The further the pandemic progresses, and the more it produces a rising (and known) number of deaths, the less governmental policies will be able to fatalistically opt for inaction or denial and allow the “Tsunami in slow motion”, as a felicitous phrase has it, to run its course. Very soon, “doing nothing” is no longer feasible. It is exactly the slow motion that allows for time for intervention; “doing nothing” or acting “too late” becomes reprehensible. But the problem of governments is precisely that every policy act partly “endogenizes” the pandemic and its effects on health and all its other consequences, a factor which plays no role in the treatment of “sudden” and truly natural disasters (such as volcanic eruptions, earthquakes, or unpredicted tornados). The pandemic is then no longer just an exogenous fact of nature anymore; it becomes an internal occurrence as the damages it causes can and must be attributed to political actors and their belated or otherwise inadequate responses. After all, there was sufficient time to adopt the right and effective ones, people might say.
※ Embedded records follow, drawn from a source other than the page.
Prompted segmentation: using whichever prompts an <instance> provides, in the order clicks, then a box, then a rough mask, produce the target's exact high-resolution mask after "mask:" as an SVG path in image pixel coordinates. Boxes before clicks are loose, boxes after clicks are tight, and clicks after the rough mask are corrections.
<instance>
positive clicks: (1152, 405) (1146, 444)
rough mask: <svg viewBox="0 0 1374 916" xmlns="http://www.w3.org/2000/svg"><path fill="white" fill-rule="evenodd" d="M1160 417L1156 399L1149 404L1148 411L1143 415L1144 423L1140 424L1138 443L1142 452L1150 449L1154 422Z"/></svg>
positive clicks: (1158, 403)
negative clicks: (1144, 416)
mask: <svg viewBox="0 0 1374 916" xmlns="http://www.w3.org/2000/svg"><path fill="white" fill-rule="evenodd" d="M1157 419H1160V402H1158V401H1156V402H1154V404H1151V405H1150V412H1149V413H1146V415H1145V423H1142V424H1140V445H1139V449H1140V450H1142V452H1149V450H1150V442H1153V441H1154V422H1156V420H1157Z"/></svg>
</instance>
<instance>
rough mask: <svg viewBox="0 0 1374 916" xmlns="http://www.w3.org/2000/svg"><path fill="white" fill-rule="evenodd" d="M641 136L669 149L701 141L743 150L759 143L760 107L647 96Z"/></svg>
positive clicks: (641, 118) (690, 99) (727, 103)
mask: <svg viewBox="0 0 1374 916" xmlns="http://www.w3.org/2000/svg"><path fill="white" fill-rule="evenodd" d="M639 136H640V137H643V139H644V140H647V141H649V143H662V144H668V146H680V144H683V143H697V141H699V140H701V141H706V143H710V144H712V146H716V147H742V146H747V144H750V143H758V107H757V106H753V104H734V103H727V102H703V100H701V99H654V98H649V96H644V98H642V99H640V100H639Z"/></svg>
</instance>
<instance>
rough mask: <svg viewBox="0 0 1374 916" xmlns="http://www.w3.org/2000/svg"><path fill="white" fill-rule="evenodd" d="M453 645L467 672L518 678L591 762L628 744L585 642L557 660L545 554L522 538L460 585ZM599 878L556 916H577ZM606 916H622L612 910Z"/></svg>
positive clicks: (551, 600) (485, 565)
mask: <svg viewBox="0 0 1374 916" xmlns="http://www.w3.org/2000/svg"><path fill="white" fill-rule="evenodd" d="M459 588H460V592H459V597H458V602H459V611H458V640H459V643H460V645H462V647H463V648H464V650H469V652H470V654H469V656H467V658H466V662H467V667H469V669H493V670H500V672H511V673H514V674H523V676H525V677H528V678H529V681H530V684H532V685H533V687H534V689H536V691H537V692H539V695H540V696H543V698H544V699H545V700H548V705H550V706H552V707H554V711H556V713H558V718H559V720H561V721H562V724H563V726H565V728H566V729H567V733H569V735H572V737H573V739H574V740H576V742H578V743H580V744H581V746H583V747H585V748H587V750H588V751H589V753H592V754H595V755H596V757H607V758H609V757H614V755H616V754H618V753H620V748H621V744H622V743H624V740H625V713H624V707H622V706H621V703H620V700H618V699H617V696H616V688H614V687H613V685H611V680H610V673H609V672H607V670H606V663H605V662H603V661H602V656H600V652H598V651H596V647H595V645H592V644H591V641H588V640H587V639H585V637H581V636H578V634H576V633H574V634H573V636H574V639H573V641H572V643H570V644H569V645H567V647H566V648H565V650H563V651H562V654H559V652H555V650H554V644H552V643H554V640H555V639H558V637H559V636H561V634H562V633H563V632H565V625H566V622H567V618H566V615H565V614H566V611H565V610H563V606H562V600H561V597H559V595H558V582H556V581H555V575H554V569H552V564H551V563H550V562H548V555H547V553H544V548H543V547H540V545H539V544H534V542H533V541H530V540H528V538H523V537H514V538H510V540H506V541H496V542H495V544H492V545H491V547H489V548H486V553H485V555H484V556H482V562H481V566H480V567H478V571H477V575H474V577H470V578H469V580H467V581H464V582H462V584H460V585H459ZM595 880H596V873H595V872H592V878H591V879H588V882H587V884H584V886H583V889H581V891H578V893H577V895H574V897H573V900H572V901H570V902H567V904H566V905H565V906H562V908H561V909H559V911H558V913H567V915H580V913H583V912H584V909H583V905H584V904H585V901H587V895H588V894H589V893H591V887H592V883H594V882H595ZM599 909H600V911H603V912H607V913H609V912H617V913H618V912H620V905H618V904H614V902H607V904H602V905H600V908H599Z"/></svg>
For example if, at a later point in time it were to become evident that a lockdown had been lifted too early, political actors would likely be seen as co-guilty in the resulting deaths which are no longer unambiguously “caused” by the virus as an external shock. The longer the crisis lasts, the more damages is causes and suffering it inflicts will be attributed to policies adopted rather than the facts of nature which have just triggered the process.
Claus Offe | Berlin | 30 April 2020
* English version based on a draft translation by Malte Zumbansen and edited and expanded by the author.